We are partnering with a leading global technology company at the forefront of innovation to recruit for a pivotal role in their AI team. This is a unique opportunity to advance the practical application of Large Language Models (LLMs) and Multimodal AI within critical industrial verticals, working alongside top-tier research talent.
About the Role:
You will be instrumental in the end-to-end lifecycle of cutting-edge large models—from research and training to optimization and real-world deployment. Your work will bridge the gap between state-of-the-art AI research and impactful industrial solutions, directly shaping how next-generation AI integrates into complex business environments.
Key Responsibilities:
• Lead the training, fine-tuning (SFT), and system deployment of vertical domain-specific large models.
• Research and implement advanced model compression & optimization techniques (pruning, quantization, distillation) to enhance inference efficiency.
• Design and develop algorithms for RAG (Retrieval-Augmented Generation) and Agent modules to boost AI reasoning in dynamic scenarios.
• Drive the application of multimodal (vision-language) understanding technologies, such as Large Vision Models (LVM), for industrial use cases.
• Architect and build large-scale, high-quality industry datasets to support model pre-training, fine-tuning, and evaluation.
• Develop and maintain robust validation, evaluation, and performance monitoring frameworks for AI systems.
• Contribute to the development of large model application platforms and microservices to improve modularity and usability.
What We're Looking For (Must-Have):
• Master’s or PhD in Computer Science, Mathematics, Electrical Engineering, Data Science, or a related field.
• Solid foundation in ML/DL, with in-depth understanding of Transformer architectures and hands-on experience in end-to-end LLM training/development.
• Proficient in Python and PyTorch ecosystem (e.g., Hugging Face, DeepSpeed, PEFT).
• Practical experience with large model compression techniques (pruning, quantization) and inference optimization frameworks (e.g., vLLM, Triton).
• Strong capability in large-scale data processing and familiarity with big data tools (e.g., Spark).
• Preferrably if you have Chat BI experience.
Bonus Points (Preferred):
• Hands-on experience in developing RAG systems and AI Agent modules.
• Knowledge of CUDA programming, distributed training, or hardware acceleration (GPU/TPU).
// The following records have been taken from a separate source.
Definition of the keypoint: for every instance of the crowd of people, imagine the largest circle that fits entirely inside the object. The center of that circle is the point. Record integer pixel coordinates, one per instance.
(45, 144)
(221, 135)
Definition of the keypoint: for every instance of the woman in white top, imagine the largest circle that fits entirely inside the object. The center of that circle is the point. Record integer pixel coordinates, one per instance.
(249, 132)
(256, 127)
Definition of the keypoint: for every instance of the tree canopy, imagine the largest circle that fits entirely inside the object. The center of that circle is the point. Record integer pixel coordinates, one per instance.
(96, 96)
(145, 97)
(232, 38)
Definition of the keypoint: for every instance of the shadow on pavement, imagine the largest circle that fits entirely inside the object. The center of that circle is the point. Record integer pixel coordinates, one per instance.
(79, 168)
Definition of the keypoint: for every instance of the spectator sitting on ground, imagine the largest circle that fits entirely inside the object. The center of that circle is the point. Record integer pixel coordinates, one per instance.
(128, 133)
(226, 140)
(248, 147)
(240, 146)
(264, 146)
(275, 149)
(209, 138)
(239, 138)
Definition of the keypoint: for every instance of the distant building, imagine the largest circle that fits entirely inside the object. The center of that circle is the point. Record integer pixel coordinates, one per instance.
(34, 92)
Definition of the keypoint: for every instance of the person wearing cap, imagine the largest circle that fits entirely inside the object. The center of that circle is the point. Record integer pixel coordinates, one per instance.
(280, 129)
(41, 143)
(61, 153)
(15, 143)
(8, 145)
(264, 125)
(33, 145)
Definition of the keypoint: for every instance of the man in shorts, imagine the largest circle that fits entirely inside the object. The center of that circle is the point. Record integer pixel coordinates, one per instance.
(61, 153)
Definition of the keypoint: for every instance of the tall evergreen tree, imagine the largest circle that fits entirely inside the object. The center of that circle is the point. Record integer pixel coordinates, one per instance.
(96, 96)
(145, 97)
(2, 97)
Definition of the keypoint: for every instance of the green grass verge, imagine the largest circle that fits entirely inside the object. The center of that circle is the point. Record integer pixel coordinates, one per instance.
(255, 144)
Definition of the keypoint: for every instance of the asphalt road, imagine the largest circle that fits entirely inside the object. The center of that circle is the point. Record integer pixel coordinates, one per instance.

• Publications at top-tier AI conferences (NeurIPS, ICLR, CVPR, etc.).
• Experience with Docker, FastAPI, and enterprise-level model deployment pipelines.
What We Offer:
• The chance to work on groundbreaking AI projects with tangible real-world impact.
• Collaboration with leading academic research teams on cutting-edge explorations.
• A culture that values technical excellence, innovation, and professional growth.
• Competitive compensation, comprehensive benefits, and a supportive work environment.